This week’s trip by the head of NATO to South Korea and Japan emphasises the importance of the alliance’s strategic goal of retaliating against China and North Korea while addressing the global effects of Russia’s conflict in Ukraine.
Over the weekend, NATO Secretary General Jens Stoltenberg began a four-day visit to South Korea and Japan with the goal of strengthening the alliance’s political connections with its leading Asian allies while tackling military challenges from China and North Korea.
On Sunday, Stoltenberg began his journey in South Korea, where he was welcomed in Seoul by senior South Korean officials. Stoltenberg discussed North Korea’s “reckless” nuclear and missile programmes with South Korean Foreign Minister Park Jin.
Additionally, Stoltenberg asserted that North Korea is assisting Russia in its conflict with Ukraine, demonstrating the “interconnectedness” of Europe and Asia. Both North Korea and Russia have refuted any aid that Pyongyang may be giving.
The head of NATO also urged Seoul to approve direct arms transfers, relax a ban on transferring weapons into conflict zones, and “move up on the question of military support” for Ukraine.
Ukraine has been receiving non-lethal assistance from South Korea. Additionally, it has agreements to supply tanks and fighter jets to Poland, a member of NATO. The president of South Korea has however reaffirmed that it goes against the nation’s policy to arm nations who are at war.

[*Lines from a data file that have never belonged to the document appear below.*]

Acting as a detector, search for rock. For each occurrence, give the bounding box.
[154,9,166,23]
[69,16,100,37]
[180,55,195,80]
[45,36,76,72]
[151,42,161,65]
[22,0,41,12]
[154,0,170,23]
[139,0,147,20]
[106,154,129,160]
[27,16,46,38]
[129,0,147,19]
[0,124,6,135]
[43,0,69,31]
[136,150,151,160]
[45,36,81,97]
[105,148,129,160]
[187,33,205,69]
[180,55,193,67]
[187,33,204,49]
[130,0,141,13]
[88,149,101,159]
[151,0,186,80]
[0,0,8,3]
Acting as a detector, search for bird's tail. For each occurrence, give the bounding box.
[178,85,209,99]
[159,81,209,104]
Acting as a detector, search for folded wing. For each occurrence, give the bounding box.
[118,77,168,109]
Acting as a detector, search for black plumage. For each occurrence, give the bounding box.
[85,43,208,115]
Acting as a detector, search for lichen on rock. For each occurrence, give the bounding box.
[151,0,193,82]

Stoltenberg stressed that “if we don’t want authoritarianism and tyranny to succeed, then they need weapons, that’s the fact” in a speech at the Chey Institute for Advanced Studies in Seoul.
In a second interview, he said, “We need to handle these global risks and problems, including the difficulties coming from China, and one way of doing so, of course, is to engage more closely with allies in the region.”

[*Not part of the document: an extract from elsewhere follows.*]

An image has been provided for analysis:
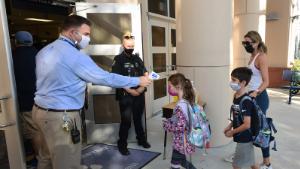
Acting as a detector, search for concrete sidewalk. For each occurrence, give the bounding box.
[127,88,300,169]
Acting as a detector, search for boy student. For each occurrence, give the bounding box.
[224,67,258,169]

The NATO supremo is scheduled to meet with the Japanese prime minister Fumio Kishida and other officials in Tokyo later this week to continue their security discussions.
Stoltenberg’s travel to Asia was intended to “reassure” Asian partners, according to Jim Townsend, a senior fellow at the Center for a New American Security (CNAS) and the former US deputy assistant defence secretary for Europe and NATO under former President Barack Obama.
“Stoltenberg’s visit’s timing is crucial. In addition to the threat posed by China’s tight ties to Russia, the conflict in Ukraine has an impact on Asian nations, he told DW.
He added that Stoltenberg’s visit to Tokyo will demonstrate NATO’s desire to deepen its ties to Asia.
“These visits also signify unity because it shows that NATO and Asia are willing to work together. This trip signals a stronger partnership seeking to deal with China, North Korea and Russia’s influence in Asia,” he added.
The necessity of addressing issues in East Asia was highlighted by leaders from Japan and South Korea during the NATO Summit held in Madrid the previous year.
According to Japan’s Kyodo news service, Japan’s Kishida expressed a “strong sense of crisis” at the Summit on the possibility of war in East Asia due to China’s military development and expanding presence in the East and South China Seas.